Charlie Heatly has been the man behind the music for 24 years, but Saturday will be his last day. He is retiring. He is unplugging his boom box, packing up his CDs and going home. And the state tournaments won’t be the same.
Heatly and his old-time music — the 80-year-old readily admits his tunes are dated — have become a staple.
“Oh, you know, you’ve got to stop sometime,” Heatly said Friday as his songs blared out of the arena speakers before a Class 2A girls semifinal. “Sometimes, I think you better leave or your welcome might run out.”
That was his approach in 1986 when he retired from coaching girls basketball at Lindsay after a long and distinguished career, then again in 1996 when he stepped down as athletic director at Lindsay and stopped running his renowned basketball camps.
After he stopped coaching, Heatly started playing music at Lindsay’s basketball games. He’d always played music during his camps, so he figured he’d do the same during timeouts and between games at Lindsay.
A few years later, state activities association head Bill Self Sr. came to him with a proposition.
“The state tournament just needs something,” Self Sr. said. “It’s just a little bit dull out there.”
Heatly’s been spicing things up ever since.
Now, some might say his spice is a bit stale. “The Chicken Dance”, “Cotton-Eyed Joe” and “YMCA” are in heavy rotation.
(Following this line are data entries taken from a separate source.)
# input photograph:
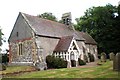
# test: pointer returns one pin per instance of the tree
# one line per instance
(1, 37)
(102, 24)
(48, 16)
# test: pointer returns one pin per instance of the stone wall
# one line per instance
(27, 51)
(92, 49)
(46, 45)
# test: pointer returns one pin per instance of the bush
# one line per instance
(4, 58)
(112, 55)
(73, 63)
(85, 58)
(81, 62)
(103, 57)
(116, 65)
(53, 62)
(2, 66)
(91, 57)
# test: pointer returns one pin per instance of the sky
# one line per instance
(9, 10)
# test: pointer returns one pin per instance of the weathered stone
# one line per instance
(103, 57)
(112, 55)
(116, 62)
(85, 58)
(41, 65)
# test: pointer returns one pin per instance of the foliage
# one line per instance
(81, 62)
(2, 66)
(116, 64)
(48, 15)
(103, 57)
(85, 58)
(103, 71)
(4, 58)
(112, 55)
(103, 25)
(91, 57)
(1, 37)
(53, 62)
(73, 63)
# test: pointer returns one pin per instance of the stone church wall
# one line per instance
(27, 51)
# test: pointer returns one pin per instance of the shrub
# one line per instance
(81, 62)
(112, 55)
(50, 61)
(73, 63)
(4, 58)
(53, 62)
(103, 57)
(85, 58)
(2, 66)
(91, 56)
(116, 65)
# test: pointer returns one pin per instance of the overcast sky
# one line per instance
(9, 9)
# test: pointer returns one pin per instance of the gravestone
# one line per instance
(103, 57)
(112, 55)
(116, 62)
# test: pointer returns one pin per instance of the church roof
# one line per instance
(50, 28)
(63, 44)
(88, 38)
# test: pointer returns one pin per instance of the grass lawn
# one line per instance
(102, 71)
(13, 69)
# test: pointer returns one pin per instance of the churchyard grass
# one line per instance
(102, 71)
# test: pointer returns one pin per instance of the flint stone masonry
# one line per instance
(27, 47)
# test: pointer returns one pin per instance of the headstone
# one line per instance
(103, 57)
(112, 55)
(116, 62)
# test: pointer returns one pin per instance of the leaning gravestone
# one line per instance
(116, 62)
(112, 55)
(103, 57)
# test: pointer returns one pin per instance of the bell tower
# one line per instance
(67, 20)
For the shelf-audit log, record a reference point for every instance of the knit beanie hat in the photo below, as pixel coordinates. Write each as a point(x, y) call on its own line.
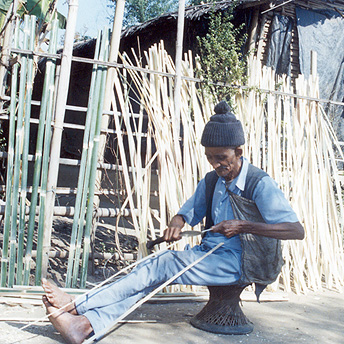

By far his favorite is “Sweet Georgia Brown”; he has so many variations of the song that he could play them all back to back and fill the better part of an hour.
“Pump Up the Jam” is among his newer songs, and it was released in 1989.
A few years ago, a couple of girls approached Heatly at halftime of a game at Lindsay.
“Coach Heatly,” they said, “do you have any ‘Ice, Ice Baby’?”
Heatly said, “I think you can get that down at the concession stand.”
The girls returned to their seats shaking their heads.
“I didn’t know,” Heatly said, laughing. “I was honest.”
Thing is, for every youngin’ who requests something new, Heatly hears from a couple of adults who thank him for playing songs that they can understand. And as Heatly points out, those are the paying customers.